Could you explain yourself a bit further on "happens-before"?

The most important thing to remember about "happens before" is that it's a transitive relation. That means, if the Java Language Spec (JLS) promises that A "happens before" B, and it promises that B "happens before" C, then you can infer a promise that A "happens before" C.

The JLS says that a write to some volatile variable "happens before" a subsequent read of the same variable.

Well Duh! Sounds obvious, doesn't it?

But it's not obvious because the JLS does not give the same guarantee for a non-volatile variable. If processor A writes the value 7 to a non-volatile int, and then some time later processor B writes 5, the JLS does not guarantee that some long time later, the final value of the variable will be 5. Processor B will see 5 (that's a different "happens before" promise, see below). Processor A could see 5 or 7, and any other processor could see 5 or 7 or whatever value the variable had initially (e.g., 0).

How the volatile promise helps

Suppose we have

 volatile boolean flag = false;
 /*non-volatile*/ int i = 0;

Suppose thread A does this:

i = 7;
flag = true;

And suppose thread B does this:

if (flag) {
    System.out.println(i);
}
else {
    System.out.println("Bleah!");
}

Thread B could print "7", or it could print "Bleah!" but because of the "happens before" guarantee, we absolutely know that thread B will never print "0". Why not?

Thread A set i = 7 before it set flag = true. The JLS guarantees that if a single thread executes one statement before it executes a second statement, then the first statment "happens before" the second statement. (That sounds stupendously obvious, but again, it shouldn't. A lot of things having to do with threads are not obvious.)

Thread B tests flag before it prints i. So *IF* thread A previously set flag=true then we know that i must equal 7: Transitivity: i=7 "happens before" flag=true, and the write to volatile flag, IF IT HAPPENED AT ALL, "happens before" a read of the same flag.

IF IT HAPPENED AT ALL

Data Races and Race Conditions

The biggest thing to remember is that when the JLS promises that A "happens before" B, they are not saying that A always actually does happen before B: They are saying that you can depend on that transitive relationship. They are saying that if A actually did happen before B, then all of the things that "happens before" A must also have actually happened before B.

The program can print "Bleah!" because nothing prevents thread B from testing the flag before thread A sets it.
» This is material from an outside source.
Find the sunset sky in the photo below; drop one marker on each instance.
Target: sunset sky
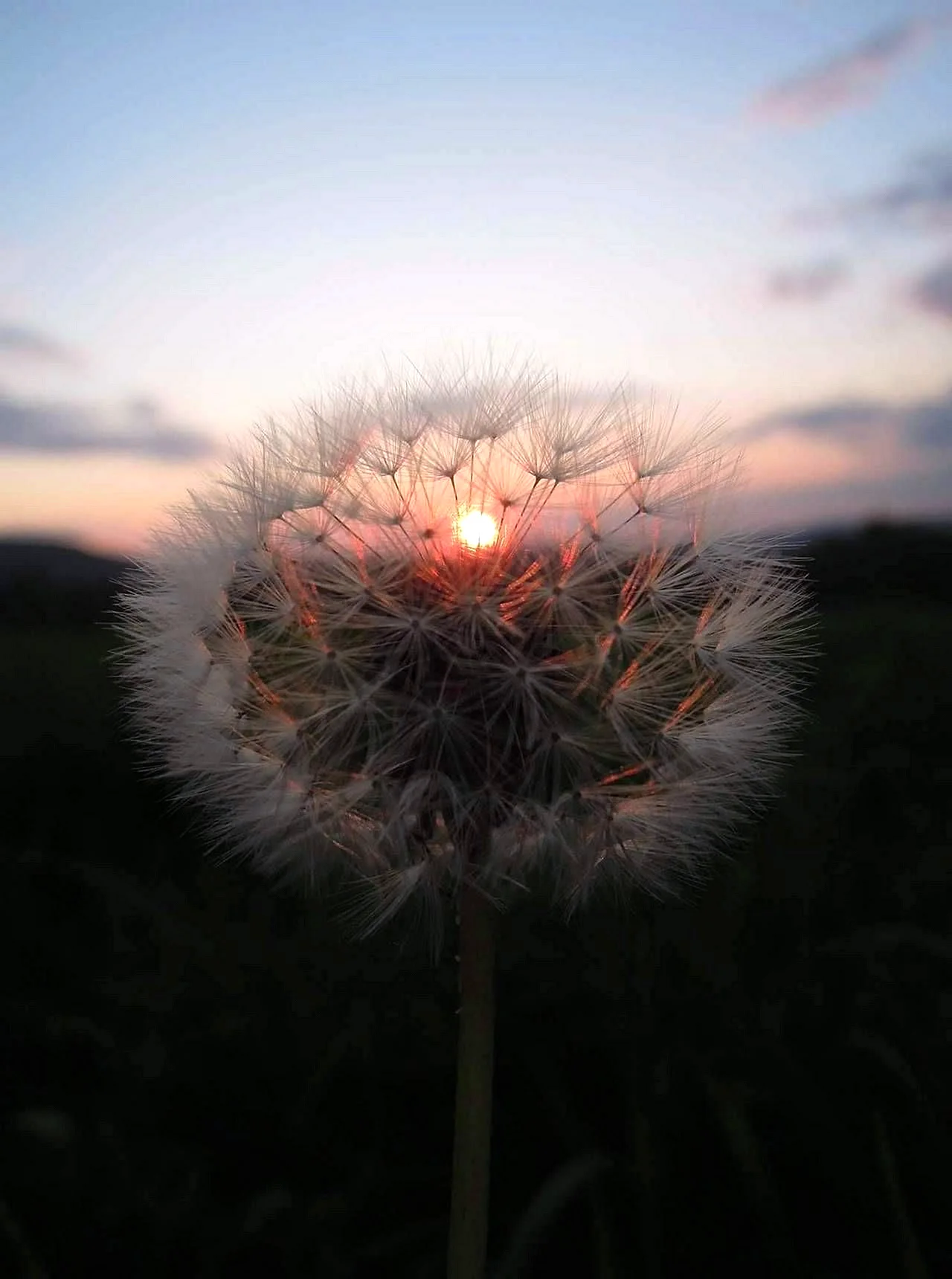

Some people call that a "data race." The two threads are "racing" to see which one gets to the flag first, and the outcome of the program depends on which thread wins that race.

When the correctness of a program depends on the outcome of a data race, some of us call that a "race condition," and that's a real headache. There's no guarantee that a program with a race condition won't do the right thing a thousand times during your testing, and then do the wrong thing when it matters most for your customer.